Oct. 2, 2012
-- In several ways, the Russian airline company Transaero is representative of Russia as a country in the post-Soviet era. They have a youthful, modern and thriving energy, with a desire to explore this rich, vast world so new to them. Their commitment to implementing western standards for Russia's airline industry, their loyalty to our very own Boeing, and the company's jet speed growth led by a woman, are hugely impressive and inspiring. My interview with Transaero CEO Olga Pleshakova in Moscow enlightened me on the company's rapid expansion, some growing pains along the way, and her devotion to helping others in need.
As usual, I conducted my due diligence research on Transaero and Pleshakova before the recently scheduled interview in Moscow. Naturally, I had formed a picture in my own head as to what Pleshakova would look like and how the interview would go down. I expected an old, stern Russian woman dressed in a dark grey suit to storm into the office with bodyguards armed with automatic weapons. I expected her not to smile nor show any inkling of a personality while she allows me to ask two questions, no more, which she pre-selected. Wrong I was. Pleshakova is a lovely, sophisticated woman who warmly greeted me and welcomed me into her office where she was open and willing to discuss all of my questions.

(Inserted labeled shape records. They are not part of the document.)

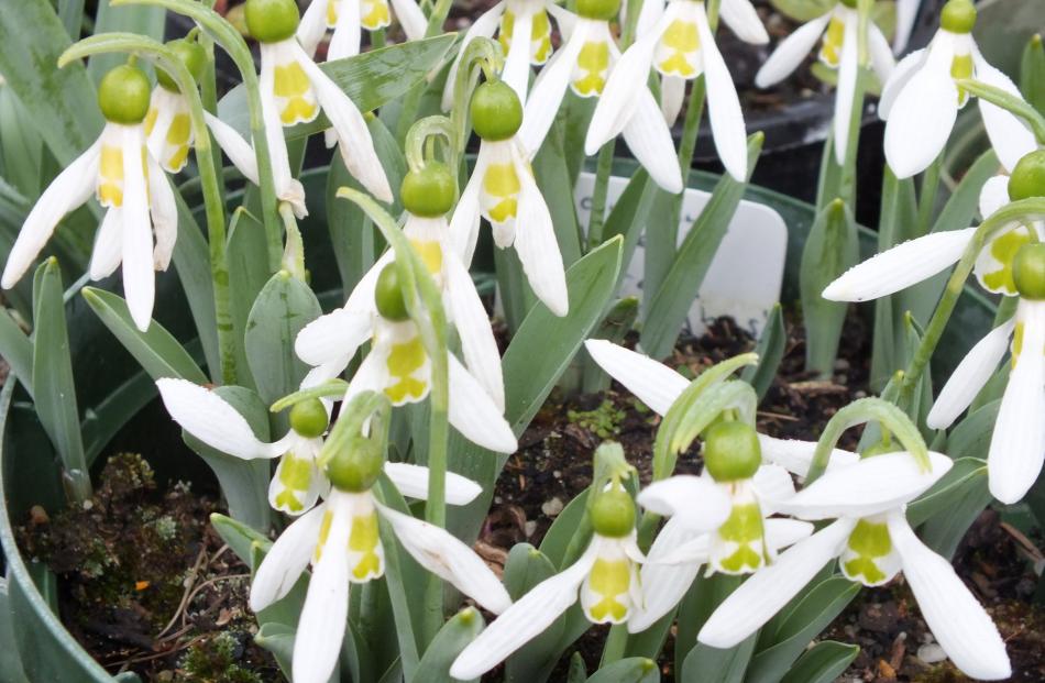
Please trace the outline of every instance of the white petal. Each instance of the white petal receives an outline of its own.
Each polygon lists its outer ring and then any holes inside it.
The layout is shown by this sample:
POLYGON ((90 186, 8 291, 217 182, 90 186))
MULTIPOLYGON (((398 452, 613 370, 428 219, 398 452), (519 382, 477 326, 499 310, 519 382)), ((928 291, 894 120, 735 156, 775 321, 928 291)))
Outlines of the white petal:
POLYGON ((974 679, 1012 675, 1005 643, 950 562, 914 536, 902 514, 889 518, 889 535, 903 559, 903 575, 922 617, 955 665, 974 679))
POLYGON ((251 609, 261 612, 290 592, 312 558, 324 511, 324 506, 312 508, 272 544, 251 581, 251 609))
MULTIPOLYGON (((645 4, 645 3, 644 3, 645 4)), ((748 0, 724 0, 718 10, 719 16, 738 38, 751 45, 765 45, 769 34, 762 20, 758 18, 755 5, 748 0)))
POLYGON ((4 289, 10 289, 22 278, 62 217, 87 201, 95 191, 100 154, 101 139, 59 173, 40 196, 11 247, 0 283, 4 289))
POLYGON ((173 377, 157 379, 156 388, 174 421, 207 445, 243 460, 283 453, 258 440, 243 416, 210 389, 173 377))
POLYGON ((448 301, 453 324, 461 338, 461 352, 469 372, 479 381, 497 409, 504 412, 505 387, 501 370, 501 351, 494 339, 486 308, 479 298, 468 268, 452 250, 443 251, 448 301))
POLYGON ((1013 324, 1010 320, 998 326, 961 359, 925 418, 925 423, 930 428, 947 429, 966 408, 972 405, 972 399, 994 374, 994 370, 1009 350, 1009 338, 1012 335, 1013 324))
POLYGON ((534 294, 551 312, 561 318, 570 311, 570 297, 566 293, 566 274, 556 239, 556 228, 529 164, 521 153, 513 156, 515 174, 519 179, 515 251, 534 294))
POLYGON ((476 445, 515 453, 519 444, 507 420, 482 385, 450 354, 450 423, 476 445))
POLYGON ((802 24, 781 41, 762 68, 755 75, 755 85, 759 88, 768 88, 790 76, 816 45, 828 21, 831 21, 831 12, 802 24))
POLYGON ((417 562, 494 614, 512 605, 496 574, 471 548, 446 529, 377 505, 396 538, 417 562))
POLYGON ((637 500, 651 513, 679 518, 694 531, 717 529, 732 509, 729 497, 719 485, 692 474, 653 482, 639 492, 637 500))
POLYGON ((749 576, 712 614, 697 640, 732 648, 761 628, 838 554, 855 526, 855 520, 839 519, 749 576))
MULTIPOLYGON (((727 0, 728 4, 729 0, 727 0)), ((707 25, 704 5, 696 12, 696 30, 701 37, 701 55, 704 58, 704 81, 707 85, 707 114, 712 124, 712 136, 718 158, 726 172, 738 183, 747 180, 748 151, 747 131, 744 128, 744 112, 740 99, 733 85, 733 76, 726 67, 715 35, 707 25)))
POLYGON ((909 178, 939 156, 958 115, 958 89, 950 77, 953 46, 938 35, 925 65, 897 95, 886 125, 886 159, 898 178, 909 178))
MULTIPOLYGON (((1009 95, 1023 99, 1020 89, 1008 76, 994 68, 983 58, 979 49, 974 49, 972 60, 976 65, 976 78, 989 86, 1004 90, 1009 95)), ((1023 119, 985 99, 979 100, 980 115, 983 117, 983 128, 990 137, 991 146, 998 153, 998 159, 1010 173, 1016 162, 1037 150, 1034 133, 1026 126, 1023 119)))
POLYGON ((671 404, 690 386, 685 377, 663 363, 604 339, 590 339, 584 348, 600 367, 657 415, 667 415, 671 404))
MULTIPOLYGON (((385 463, 385 474, 407 498, 428 499, 428 467, 405 462, 388 462, 385 463)), ((483 493, 483 487, 472 480, 447 472, 448 504, 468 505, 481 493, 483 493)))
POLYGON ((590 547, 569 569, 534 586, 464 648, 450 675, 462 681, 477 679, 543 632, 578 601, 578 588, 594 563, 590 547))
POLYGON ((867 301, 906 289, 957 263, 975 233, 976 228, 948 230, 898 244, 843 273, 822 296, 867 301))
POLYGON ((678 195, 682 191, 682 172, 671 131, 649 88, 640 88, 634 97, 638 109, 624 126, 624 141, 650 178, 664 191, 678 195))
MULTIPOLYGON (((816 451, 815 441, 800 441, 798 439, 774 439, 766 434, 758 434, 758 443, 762 448, 762 460, 784 467, 792 474, 805 476, 810 473, 813 463, 813 453, 816 451)), ((827 461, 827 471, 851 465, 860 456, 849 451, 834 449, 827 461)))
POLYGON ((991 494, 1015 503, 1037 481, 1045 460, 1045 301, 1021 299, 1022 351, 1009 373, 987 465, 991 494))
POLYGON ((882 96, 878 100, 878 115, 882 121, 889 119, 889 112, 892 109, 892 103, 897 101, 897 96, 908 85, 911 77, 922 68, 927 56, 928 49, 926 47, 915 49, 893 67, 889 79, 882 86, 882 96))
MULTIPOLYGON (((334 498, 329 505, 332 505, 334 498)), ((334 510, 323 552, 308 582, 294 638, 295 683, 326 683, 338 663, 349 616, 350 510, 334 510)))
POLYGON ((900 507, 928 491, 954 464, 942 453, 930 451, 928 456, 931 472, 924 472, 904 451, 866 458, 824 474, 777 508, 802 519, 831 519, 867 517, 900 507))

Yes, you read correctly. The General Director, or CEO, of the only privately-owned Russian airline company is a woman, and the first woman to earn the highest position vsxvo in the Russian aviation industry of all time. Deservingly so. Pleshakova earned a Ph.D. in engineering from the Moscow Aviation Institute, and has climbed the ladder within Transaero since 1992, up to her current position as CEO which she attained in 2001.
"There was never a single instance when I had to prove myself," Pleshakova answers when I asked of her rise to this top executive position in a male-dominated industry. Questions of acceptance and equality often arise for Pleshakova, yet she reminds me, "This professional level does not depend on whether you are a man or a woman." She confidently admits, "I never had to apply special efforts to prove my competency."
I asked Pleshakova what social changes she has noticed in Moscow in the recent decade compared to Soviet times. "Moscow is a modern city," she illustrates, "and Russians are more active. The youth all know English and the state of mind and attitudes have changed, in general, for the better." She describes how Russian citizens now have "a more open and friendly approach towards foreigners."